JPEG2000 Architecture Drivers • To achieve high data rates, the processing must be paralleled as much as possible. • The “tall pole in the tent” is the arithmetic coding, because the coding of a single data bit with its context can take several clock cycles. • Significance propagation coding is also a challenge, because each coefficient must be accessed many times, as each bit plane is processed. • Other operations, such as wavelet transform, code block loading, and packet generation are much more efficient, and require fewer parallel paths. • A pipelined architecture with many entropy coders in parallel was used to achieve the required throughput.
Architecture Description • Processes 256x256 tiles. • Pipelined architecture, using separate external memories for image, tile, and compressed data storage. • 19 Entropy coders working in parallel to improve throughput, one for each code block. • 64x64 code blocks. • FIFO buffering between the stages improves data flow efficiency. • A rolling wavelet transform is used to reduce memory accesses and improve efficiency. • Entropy coder outputs are formed into layers, giving each tile a progressive output format. • Tile parts are interleaved as the image tiles are processed. • Performs lossy or lossless compression.

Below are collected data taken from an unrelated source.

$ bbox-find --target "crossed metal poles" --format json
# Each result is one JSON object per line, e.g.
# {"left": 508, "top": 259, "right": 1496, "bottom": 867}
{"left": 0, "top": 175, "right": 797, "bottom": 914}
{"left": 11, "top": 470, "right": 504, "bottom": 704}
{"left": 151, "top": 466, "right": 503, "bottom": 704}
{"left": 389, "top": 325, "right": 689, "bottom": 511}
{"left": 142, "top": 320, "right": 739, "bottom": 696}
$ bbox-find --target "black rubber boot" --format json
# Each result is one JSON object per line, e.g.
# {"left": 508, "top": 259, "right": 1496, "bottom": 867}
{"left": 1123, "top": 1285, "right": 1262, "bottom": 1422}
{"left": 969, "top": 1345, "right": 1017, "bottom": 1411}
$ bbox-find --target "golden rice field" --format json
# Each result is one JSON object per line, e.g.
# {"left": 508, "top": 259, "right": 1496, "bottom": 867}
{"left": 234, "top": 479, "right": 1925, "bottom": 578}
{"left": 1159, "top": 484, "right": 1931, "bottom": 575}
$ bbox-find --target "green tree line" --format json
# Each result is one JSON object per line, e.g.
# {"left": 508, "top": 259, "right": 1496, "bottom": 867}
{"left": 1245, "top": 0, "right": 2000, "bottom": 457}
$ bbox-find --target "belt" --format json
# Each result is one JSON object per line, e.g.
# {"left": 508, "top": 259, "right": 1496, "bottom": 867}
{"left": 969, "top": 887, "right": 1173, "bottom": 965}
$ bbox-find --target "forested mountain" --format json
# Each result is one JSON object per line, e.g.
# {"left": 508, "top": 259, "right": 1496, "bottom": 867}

NTRCC-R Implementation Results • The JPEG2000 encoder was targeted to the V2Pro 70 FPGA on the NTRCC-R. • Lossless or Lossy compression. • Data precision up to 13 bits. • Simulation and Routing Results: • Slices: 30043 out of 33088, 90% • Block RAMS: 148 out of 328, 45% • Max system clock ~43 MHz without optimization. • Hardware Throughput: • ~140 Mbps w/ 33 MHz clock (depending on image.) • ~180 Mbps w/ 43 Mhz clock.
JPEG2000 Floorplan • The Pro 70 Device is quite full!
Planned Improvements • Optimize design to hit 66 MHz. • Un-optimized design will operate at up to 43 MHz. • Use of asynchronous fifos will allow optimal clocking of various parts of the design. • Improve pipelining of code block loader and wavelet transform. • Allow “autonomous” operation of each stage, so that operations take place as soon as input data and output buffers are ready. • Make use of additional QDR SRAMs available to each coprocessor by creating separate buffers for wavelet transform and packetizer output. • NTRCC has 4 QDR memories for each coprocessor. • Arithmetic coder bypass. • Arithmetic coder requires > 2 cycles per bit coded, on average. • 9/7 wavelet transform with quantization. • Use of the 9/7 wavelet results in better SNR and max error performance for lossy compression. • Add RapidIO serial interface to Network Interface Chip (NIC).
Conclusions • The JPEG2000 core is expected to provide a valuable option for satellite imagery systems. • Compression will result in a dramatic improvement in system performance. • Lossless compression will allow ~70% more image data to be stored and downlinked by a system. • Lossy compression will allow even greater improvements. • NTRCC hardware is an excellent platform for the compressor. • High bandwidth interconnect and I/O (several Gbps). • High bandwidth external memories. • Excellent processing capability with the Virtex-II Pro devices. • The sky’s the limit! • Target rate of 600 Mbps per device appears to be a realistic goal. • Some improvements are left to be made to the clock rate and pipelining of the design.